Re: [RFC PATCH V4 1/4] media: v4l2-mem2mem: add v4l2_m2m_suspend, v4l2_m2m_resume

Tomasz Figa <tfiga@xxxxxxxxxxxx> · Wed, 10 Jun 2020 21:26:28 +0200

On Wed, Jun 10, 2020 at 9:14 PM Ezequiel Garcia
<ezequiel@xxxxxxxxxxxxxxxxxxxx> wrote:
>
> On Wed, 10 Jun 2020 at 16:03, Tomasz Figa <tfiga@xxxxxxxxxxxx> wrote:
> >
> > On Wed, Jun 10, 2020 at 03:52:39PM -0300, Ezequiel Garcia wrote:
> > > Hi everyone,
> > >
> > > Thanks for the patch.
> > >
> > > On Wed, 10 Jun 2020 at 07:33, Tomasz Figa <tfiga@xxxxxxxxxxxx> wrote:
> > > >
> > > > On Wed, Jun 10, 2020 at 12:29 PM Hans Verkuil <hverkuil@xxxxxxxxx> wrote:
> > > > >
> > > > > On 21/05/2020 19:11, Tomasz Figa wrote:
> > > > > > Hi Jerry,
> > > > > >
> > > > > > On Wed, Dec 04, 2019 at 08:47:29PM +0800, Jerry-ch Chen wrote:
> > > > > >> From: Pi-Hsun Shih <pihsun@xxxxxxxxxxxx>
> > > > > >>
> > > > > >> Add two functions that can be used to stop new jobs from being queued /
> > > > > >> continue running queued job. This can be used while a driver using m2m
> > > > > >> helper is going to suspend / wake up from resume, and can ensure that
> > > > > >> there's no job running in suspend process.
> > [snip]
> > > > >
> > > > > I assume this will be part of a future patch series that calls these new functions?
> > > >
> > > > The mtk-jpeg encoder series depends on this patch as well, so I guess
> > > > it would go together with whichever is ready first.
> > > >
> > > > I would also envision someone changing the other existing drivers to
> > > > use the helpers, as I'm pretty much sure some of them don't handle
> > > > suspend/resume correctly.
> > > >
> > >
> > > This indeed looks very good. If I understood the issue properly,
> > > the change would be useful for both stateless (e.g. hantro, et al)
> > > and stateful (e.g. coda) codecs.
> > >
> > > Hantro uses pm_runtime_force_suspend, and I believe that
> > > could is enough for proper suspend/resume operation.
> >
> > Unfortunately, no. :(
> >
> > If the decoder is already decoding a frame, that would forcefully power
> > off the hardware and possibly even cause a system lockup if we are
> > unlucky to gate a clock in the middle of a bus transaction.
> >
>
> pm_runtime_force_suspend calls pm_runtime_disable, which
> says:
>
> """
>  Increment power.disable_depth for the device and if it was zero previously,
>  cancel all pending runtime PM requests for the device and wait for all
>  operations in progress to complete.
> """
>
> Doesn't this mean it waits for the current job (if there is one) and
> prevents any new jobs to be issued?
>

I'd love if the PM runtime subsystem handled job management of all the
driver subsystems automatically, but at the moment it's not aware of
any jobs. :) The description says as much as it says - it stops any
internal jobs of the PM subsystem - i.e. asynchronous suspend/resume
requests. It doesn't have any awareness of V4L2 M2M jobs.

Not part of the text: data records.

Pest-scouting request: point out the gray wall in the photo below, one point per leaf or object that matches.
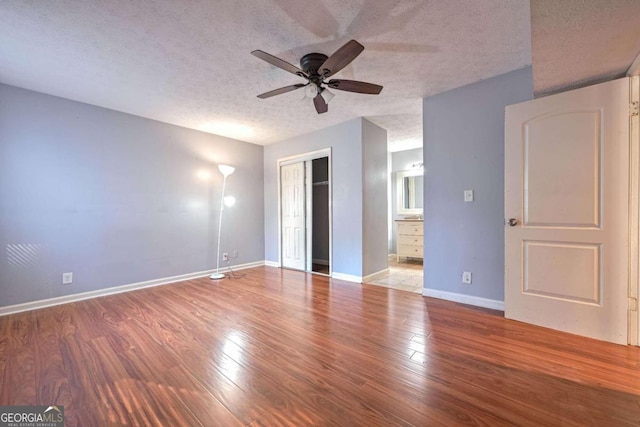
(400, 161)
(346, 168)
(114, 198)
(374, 210)
(464, 149)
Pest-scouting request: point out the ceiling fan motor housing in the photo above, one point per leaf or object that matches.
(311, 62)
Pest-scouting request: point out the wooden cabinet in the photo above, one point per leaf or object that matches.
(410, 235)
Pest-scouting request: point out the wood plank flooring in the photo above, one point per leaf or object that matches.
(281, 348)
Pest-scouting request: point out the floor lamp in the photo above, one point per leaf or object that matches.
(225, 170)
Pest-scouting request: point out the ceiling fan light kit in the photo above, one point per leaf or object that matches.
(316, 67)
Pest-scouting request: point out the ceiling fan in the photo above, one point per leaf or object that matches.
(316, 67)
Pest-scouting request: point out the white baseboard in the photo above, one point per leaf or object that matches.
(366, 279)
(35, 305)
(346, 277)
(464, 299)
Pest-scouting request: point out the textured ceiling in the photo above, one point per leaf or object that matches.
(189, 63)
(579, 42)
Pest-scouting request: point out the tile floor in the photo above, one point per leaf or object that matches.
(407, 275)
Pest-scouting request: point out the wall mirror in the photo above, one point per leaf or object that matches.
(410, 185)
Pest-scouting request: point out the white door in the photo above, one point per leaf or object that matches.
(567, 186)
(293, 216)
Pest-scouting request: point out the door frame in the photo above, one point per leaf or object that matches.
(633, 324)
(304, 157)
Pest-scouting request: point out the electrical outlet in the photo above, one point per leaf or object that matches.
(67, 278)
(468, 195)
(466, 277)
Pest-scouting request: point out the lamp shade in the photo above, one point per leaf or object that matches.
(226, 170)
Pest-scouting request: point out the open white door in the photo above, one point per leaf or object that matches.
(566, 208)
(293, 216)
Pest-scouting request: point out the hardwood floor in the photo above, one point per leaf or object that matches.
(279, 347)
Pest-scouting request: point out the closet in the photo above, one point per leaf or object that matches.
(305, 212)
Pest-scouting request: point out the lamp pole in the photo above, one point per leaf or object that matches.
(226, 171)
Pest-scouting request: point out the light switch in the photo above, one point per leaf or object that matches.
(468, 195)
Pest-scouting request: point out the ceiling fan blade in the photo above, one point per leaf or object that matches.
(281, 90)
(321, 105)
(355, 86)
(341, 58)
(279, 63)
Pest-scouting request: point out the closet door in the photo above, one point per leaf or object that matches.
(292, 180)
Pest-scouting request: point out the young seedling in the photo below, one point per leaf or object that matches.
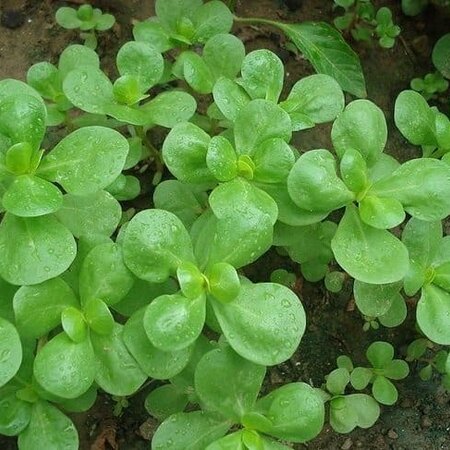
(422, 125)
(86, 18)
(434, 357)
(347, 411)
(429, 274)
(384, 368)
(364, 22)
(293, 413)
(40, 192)
(436, 83)
(383, 190)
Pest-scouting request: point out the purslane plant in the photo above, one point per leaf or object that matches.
(293, 412)
(363, 21)
(436, 83)
(88, 19)
(92, 299)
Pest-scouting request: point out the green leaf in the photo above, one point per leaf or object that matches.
(22, 119)
(117, 372)
(82, 403)
(164, 401)
(221, 159)
(223, 282)
(16, 415)
(353, 170)
(105, 22)
(263, 75)
(337, 381)
(50, 427)
(313, 184)
(362, 127)
(98, 316)
(211, 19)
(433, 314)
(360, 377)
(442, 276)
(380, 354)
(10, 351)
(258, 121)
(154, 245)
(192, 282)
(366, 407)
(89, 89)
(384, 391)
(86, 160)
(74, 324)
(397, 369)
(38, 308)
(368, 254)
(252, 322)
(343, 418)
(142, 61)
(180, 199)
(75, 55)
(151, 32)
(241, 232)
(170, 12)
(423, 240)
(170, 108)
(421, 186)
(65, 368)
(319, 97)
(230, 97)
(154, 362)
(328, 52)
(441, 55)
(46, 79)
(18, 159)
(382, 213)
(273, 161)
(296, 411)
(197, 73)
(224, 54)
(141, 293)
(173, 322)
(125, 187)
(67, 18)
(414, 118)
(84, 215)
(7, 292)
(30, 196)
(288, 212)
(104, 275)
(374, 300)
(243, 381)
(189, 431)
(232, 441)
(396, 314)
(184, 153)
(42, 248)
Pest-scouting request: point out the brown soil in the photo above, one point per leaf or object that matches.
(421, 418)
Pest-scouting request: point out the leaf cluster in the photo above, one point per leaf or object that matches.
(365, 22)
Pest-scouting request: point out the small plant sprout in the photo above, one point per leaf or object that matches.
(87, 19)
(364, 22)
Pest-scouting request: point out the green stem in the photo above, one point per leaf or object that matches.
(156, 155)
(256, 20)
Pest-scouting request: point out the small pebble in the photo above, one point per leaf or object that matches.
(347, 444)
(12, 18)
(392, 434)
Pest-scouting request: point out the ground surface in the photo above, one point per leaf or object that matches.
(421, 418)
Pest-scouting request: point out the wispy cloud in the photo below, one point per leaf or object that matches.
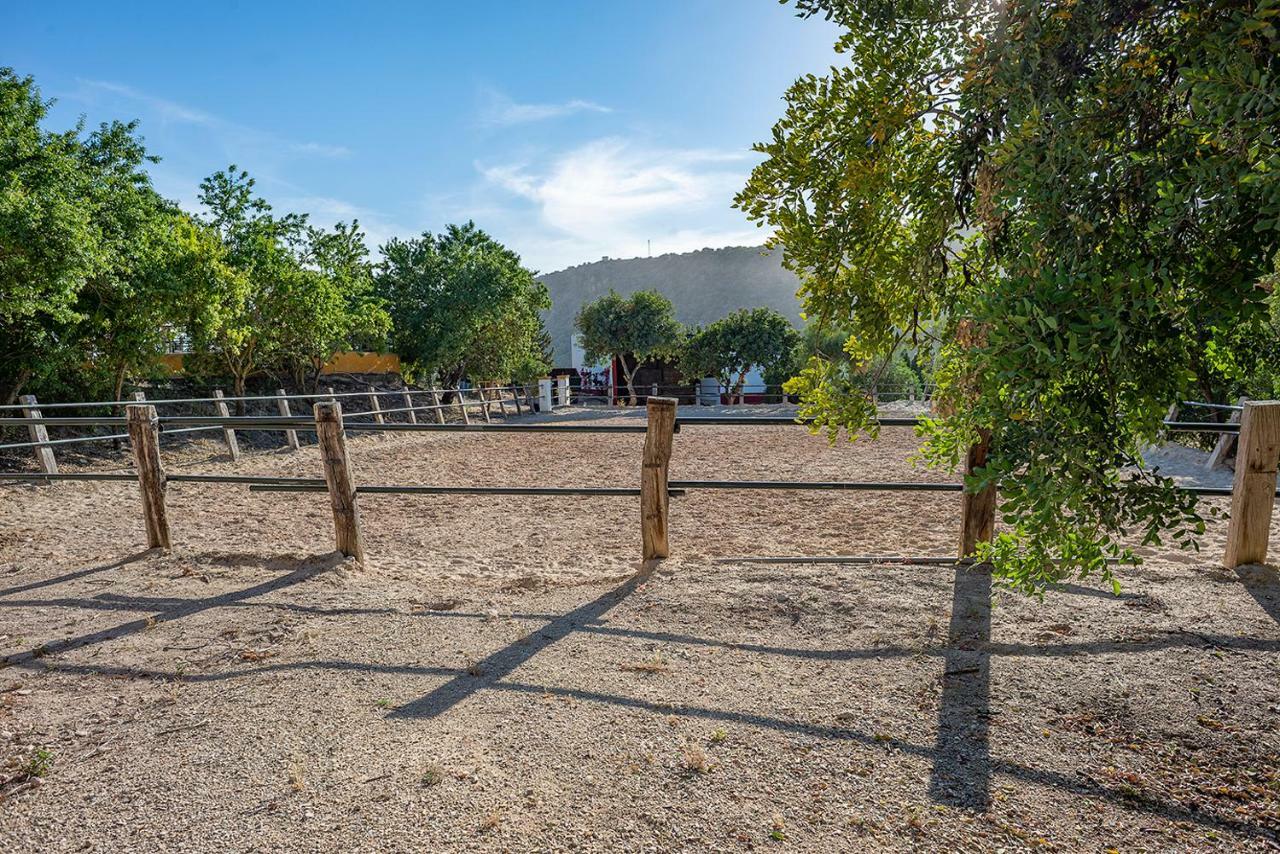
(173, 112)
(499, 110)
(616, 197)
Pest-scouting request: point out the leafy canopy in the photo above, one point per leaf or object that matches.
(641, 325)
(462, 305)
(731, 346)
(1091, 186)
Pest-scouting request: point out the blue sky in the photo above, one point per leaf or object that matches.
(568, 129)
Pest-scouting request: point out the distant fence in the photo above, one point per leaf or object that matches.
(1252, 494)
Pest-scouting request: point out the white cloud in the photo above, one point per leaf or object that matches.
(499, 110)
(616, 197)
(240, 135)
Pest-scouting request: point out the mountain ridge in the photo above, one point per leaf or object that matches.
(704, 284)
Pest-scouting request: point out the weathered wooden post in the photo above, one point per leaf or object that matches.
(1225, 441)
(1255, 487)
(374, 406)
(654, 498)
(977, 510)
(37, 433)
(337, 476)
(145, 438)
(228, 432)
(462, 406)
(282, 403)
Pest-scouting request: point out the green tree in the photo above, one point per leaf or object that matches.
(730, 347)
(641, 325)
(327, 304)
(1089, 187)
(461, 305)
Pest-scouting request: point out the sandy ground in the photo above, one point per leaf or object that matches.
(504, 675)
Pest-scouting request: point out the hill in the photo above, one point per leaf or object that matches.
(704, 286)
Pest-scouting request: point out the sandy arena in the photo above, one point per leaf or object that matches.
(504, 675)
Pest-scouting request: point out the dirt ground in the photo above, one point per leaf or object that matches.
(502, 674)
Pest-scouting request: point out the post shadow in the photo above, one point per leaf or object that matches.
(1264, 585)
(503, 662)
(961, 761)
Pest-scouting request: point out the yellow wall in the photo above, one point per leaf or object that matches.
(343, 362)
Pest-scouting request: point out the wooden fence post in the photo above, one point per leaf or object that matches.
(282, 402)
(228, 433)
(654, 498)
(37, 433)
(1255, 487)
(145, 439)
(408, 402)
(337, 475)
(978, 510)
(1225, 441)
(462, 405)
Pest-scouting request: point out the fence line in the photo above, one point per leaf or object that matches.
(1252, 494)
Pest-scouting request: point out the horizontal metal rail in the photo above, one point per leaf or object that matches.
(853, 485)
(1228, 407)
(318, 396)
(465, 491)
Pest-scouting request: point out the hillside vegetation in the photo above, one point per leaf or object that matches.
(704, 286)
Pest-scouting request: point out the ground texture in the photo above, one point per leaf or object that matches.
(504, 675)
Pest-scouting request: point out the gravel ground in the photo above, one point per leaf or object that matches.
(504, 675)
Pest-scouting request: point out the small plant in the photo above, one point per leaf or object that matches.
(433, 775)
(696, 759)
(297, 773)
(39, 765)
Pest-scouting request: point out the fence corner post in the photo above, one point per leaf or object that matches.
(977, 510)
(1255, 484)
(228, 432)
(337, 476)
(145, 438)
(282, 402)
(37, 433)
(654, 497)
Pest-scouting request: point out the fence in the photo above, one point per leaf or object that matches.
(1252, 494)
(484, 400)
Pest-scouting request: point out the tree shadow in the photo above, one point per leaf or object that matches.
(73, 575)
(961, 763)
(296, 570)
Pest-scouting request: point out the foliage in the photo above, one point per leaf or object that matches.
(92, 261)
(641, 325)
(462, 305)
(731, 346)
(1089, 187)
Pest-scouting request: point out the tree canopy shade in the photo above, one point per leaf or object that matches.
(462, 305)
(641, 325)
(1091, 186)
(731, 346)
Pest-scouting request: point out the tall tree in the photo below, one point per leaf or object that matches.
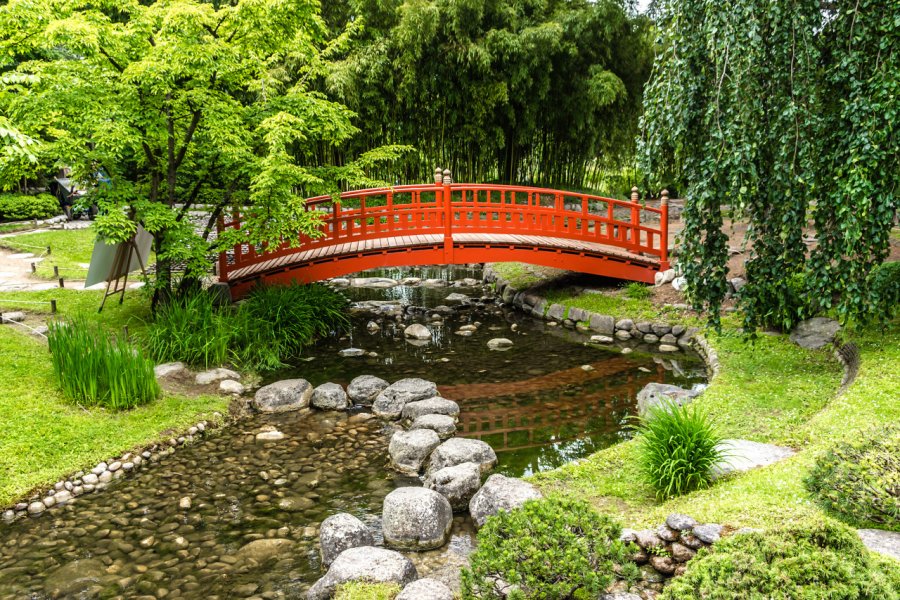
(782, 111)
(178, 102)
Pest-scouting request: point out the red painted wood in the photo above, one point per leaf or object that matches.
(398, 226)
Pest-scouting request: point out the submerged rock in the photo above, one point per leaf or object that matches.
(416, 518)
(283, 396)
(365, 563)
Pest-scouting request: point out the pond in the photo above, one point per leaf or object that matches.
(547, 400)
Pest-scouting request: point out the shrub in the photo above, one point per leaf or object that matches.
(860, 481)
(20, 207)
(637, 291)
(94, 369)
(274, 324)
(550, 548)
(678, 448)
(812, 559)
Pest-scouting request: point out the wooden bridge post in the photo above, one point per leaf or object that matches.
(448, 216)
(664, 231)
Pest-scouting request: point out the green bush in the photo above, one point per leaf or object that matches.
(812, 559)
(860, 481)
(20, 207)
(273, 325)
(550, 548)
(678, 447)
(95, 369)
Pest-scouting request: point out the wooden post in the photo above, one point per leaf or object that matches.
(664, 231)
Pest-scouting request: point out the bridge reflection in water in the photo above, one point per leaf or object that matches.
(547, 420)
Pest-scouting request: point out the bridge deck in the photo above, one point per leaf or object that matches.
(492, 240)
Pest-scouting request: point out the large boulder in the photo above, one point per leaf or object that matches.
(330, 396)
(410, 449)
(390, 402)
(500, 493)
(653, 394)
(283, 396)
(364, 389)
(415, 518)
(341, 532)
(443, 425)
(815, 333)
(457, 483)
(426, 589)
(456, 451)
(365, 563)
(432, 406)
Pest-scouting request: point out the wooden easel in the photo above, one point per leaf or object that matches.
(119, 271)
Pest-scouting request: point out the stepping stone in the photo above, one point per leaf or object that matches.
(881, 541)
(743, 455)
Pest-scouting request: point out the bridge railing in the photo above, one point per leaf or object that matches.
(448, 208)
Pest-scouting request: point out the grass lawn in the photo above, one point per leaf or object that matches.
(46, 437)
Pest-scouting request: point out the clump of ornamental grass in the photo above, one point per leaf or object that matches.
(678, 447)
(94, 368)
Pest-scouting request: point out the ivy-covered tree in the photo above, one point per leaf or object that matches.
(784, 114)
(176, 103)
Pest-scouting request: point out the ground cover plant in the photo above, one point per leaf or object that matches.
(23, 207)
(816, 558)
(273, 324)
(678, 447)
(94, 368)
(550, 548)
(859, 481)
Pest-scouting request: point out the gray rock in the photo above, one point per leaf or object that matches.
(330, 396)
(390, 402)
(417, 331)
(364, 389)
(283, 396)
(431, 406)
(170, 370)
(654, 394)
(743, 455)
(425, 589)
(680, 522)
(443, 425)
(500, 493)
(410, 449)
(815, 333)
(456, 451)
(365, 563)
(881, 541)
(500, 344)
(341, 532)
(708, 533)
(416, 518)
(215, 375)
(457, 483)
(603, 324)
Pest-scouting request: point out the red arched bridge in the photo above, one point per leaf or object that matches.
(461, 223)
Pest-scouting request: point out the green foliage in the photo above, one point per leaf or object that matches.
(812, 559)
(271, 326)
(550, 548)
(95, 369)
(678, 448)
(638, 291)
(21, 207)
(765, 106)
(860, 481)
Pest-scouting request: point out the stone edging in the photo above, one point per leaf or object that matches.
(666, 337)
(99, 477)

> > I just inspected the code now and actually found one more bug in its
> > power management handling. device_run() calls clk_bulk_enable() before
> > pm_runtime_get_sync(), but only the latter is guaranteed to actually
> > power on the relevant power domains, so we end up clocking unpowered
> > hardware.
> >
>
> How about we just move clk_enable/disable to runtime PM?
>
> Since we use autosuspend delay, it theoretically has
> some impact, which is why I was refraining from doing so.
>
> I can't decide if this impact would be marginal or significant.
>

I'd also refrain from doing this. Clock gating corresponds to the
bigger part of the power savings from runtime power management, since
it stops the dynamic power consumption and only leaves the static
leakage. That said, the Hantro IP blocks have some internal clock
gating as well, so it might not be as pronounced, depending on the
custom vendor integration logic surrounding the Hantro hardware.

Actually even if autosuspend is not used, the runtime PM subsystem has
some internal back-off mechanism based on measured power on and power
off latencies. The driver should call pm_runtime_get_sync() first and
then enable any necessary clocks. I can see that currently inside the
resume callback we have some hardware accesses. If those really need
to be there, they should be surrounded with appropriate clock enable
and clock disable calls.

> > >
> > > I'm not seeing any code in CODA to handle this, so not sure
> > > how it's handling suspend/resume.
> > >
> > > Maybe we can have CODA as the first user, given it's a well-maintained
> > > driver and should be fairly easy to test.
> >
> > I remember checking a number of drivers using the m2m helpers randomly
> > and none of them implemented suspend/resume correctly. I suppose that
> > was not discovered because normally the userspace itself would stop the
> > operation before the system is suspended, although it's not an API
> > guarantee.
> >
>
> Indeed. Do you have any recomendations for how we could
> test this case to make sure we are handling it correctly?

I'd say that a simple offscreen command line gstreamer/ffmpeg decode
with suspend/resume loop in another session should be able to trigger
some issues.

Best regards,
Tomasz